The reaction to JPM Coin has been mixed, with many supporters claiming that it could play a key role in moving cryptocurrency into the mainstream. Detractors, however, have asserted that it is a poorly planned attempt to undermine the development of truly decentralized blockchain assets. Among the most vocal critics is Ripple CEO Brad Garlinghouse, who recently stated that the cryptocurrency “misses the point” because it is part of a closed system.
On the other hand, unexpected words of encouragement have come from the likes of Changpeng Zhao, the founder and CEO of Binance. Follow up comments showcase CZ’s beliefs that this will be good for the crypto ecosystem, as more adoption is always a good thing.

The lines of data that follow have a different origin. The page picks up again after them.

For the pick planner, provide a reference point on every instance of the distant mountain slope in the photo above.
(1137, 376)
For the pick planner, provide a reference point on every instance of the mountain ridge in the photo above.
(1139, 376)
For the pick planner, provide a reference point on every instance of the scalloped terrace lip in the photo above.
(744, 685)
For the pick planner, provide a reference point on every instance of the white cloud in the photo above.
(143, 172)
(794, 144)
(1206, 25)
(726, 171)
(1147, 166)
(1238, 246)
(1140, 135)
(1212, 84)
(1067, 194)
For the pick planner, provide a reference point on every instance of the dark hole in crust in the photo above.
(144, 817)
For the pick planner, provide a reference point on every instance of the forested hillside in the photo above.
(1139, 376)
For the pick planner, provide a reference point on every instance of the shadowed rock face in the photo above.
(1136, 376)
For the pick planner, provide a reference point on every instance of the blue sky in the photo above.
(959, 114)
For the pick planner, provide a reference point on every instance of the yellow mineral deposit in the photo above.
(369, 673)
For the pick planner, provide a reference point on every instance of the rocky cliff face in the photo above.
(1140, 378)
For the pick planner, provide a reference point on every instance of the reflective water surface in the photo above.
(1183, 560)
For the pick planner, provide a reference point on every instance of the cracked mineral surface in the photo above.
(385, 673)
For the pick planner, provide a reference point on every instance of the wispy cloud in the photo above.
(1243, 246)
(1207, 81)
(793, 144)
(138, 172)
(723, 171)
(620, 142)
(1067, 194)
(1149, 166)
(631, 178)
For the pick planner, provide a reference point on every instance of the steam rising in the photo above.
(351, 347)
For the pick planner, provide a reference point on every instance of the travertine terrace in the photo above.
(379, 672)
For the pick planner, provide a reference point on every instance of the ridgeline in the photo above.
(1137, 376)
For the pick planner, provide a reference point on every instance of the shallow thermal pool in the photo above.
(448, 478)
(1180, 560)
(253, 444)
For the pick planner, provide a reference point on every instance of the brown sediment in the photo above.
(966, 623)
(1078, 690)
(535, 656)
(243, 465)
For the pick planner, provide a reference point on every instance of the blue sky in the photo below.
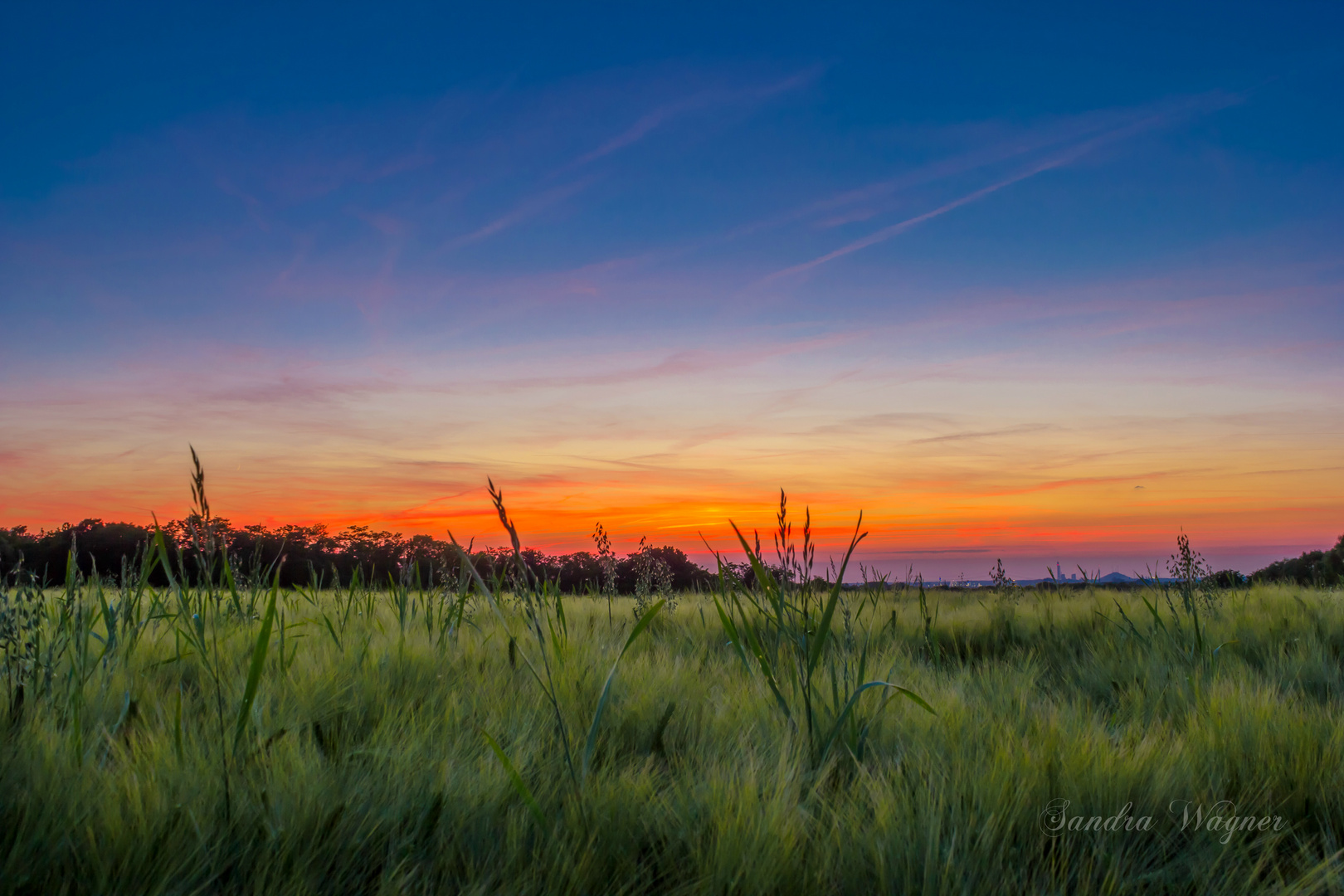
(652, 251)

Although it is too early to know the long-term fate of JPM Coin, there is no doubt that success will require more than backing from a major financial institution. They are in the payments business, and they own a lot of accounts and capital, which makes them a perfect entity to be undertaking this endeavor.
Their success, however, is going to be determined in large by what they do next, as this step they have taken is merely a baby step, the first of many to come. In the light of established and polished solutions for international banking and settlement, J.P. Morgan Chase coming out with JPM Coin is a ludicrous idea, but at the same time, it might just work.
All in all this is a good thing for digital currencies, probably good for J.P. Morgan and their clients. At the same time, the bank’s ventures into blockchain and cryptocurrency are not that important. The only reason they have gotten as much media attention, is because they have closely-knit ties to the journalists at mainstream media. These relationships enabled them to get the news of their developments published fast and smoothly.
For us, the general public, the stories of J.P. Morgan dipping their corporate banking feet in blockchain is not that interesting, unless you are an institutional client. Only then, would you have potentially benefited from learning this information. For the rest of us, Bitcoin, Ethereum, and other less-volatile cryptocurrencies are more than just investments, they are also a real currency for which you exchange things and services.
Stay crypto, stay safe, don’t let the banks get your money because they will spend them for you and give you promises in return. Ask the clients of Wells Fargo, ask the Greek nationals, and ask the Cypriots. They’ve all gotten burned by bank mismanagement, and this is a problem deeply rooted in the ecosystem.
No amount of blockchain or digital coins are going to cure the greed of individuals placed in positions of power and authority.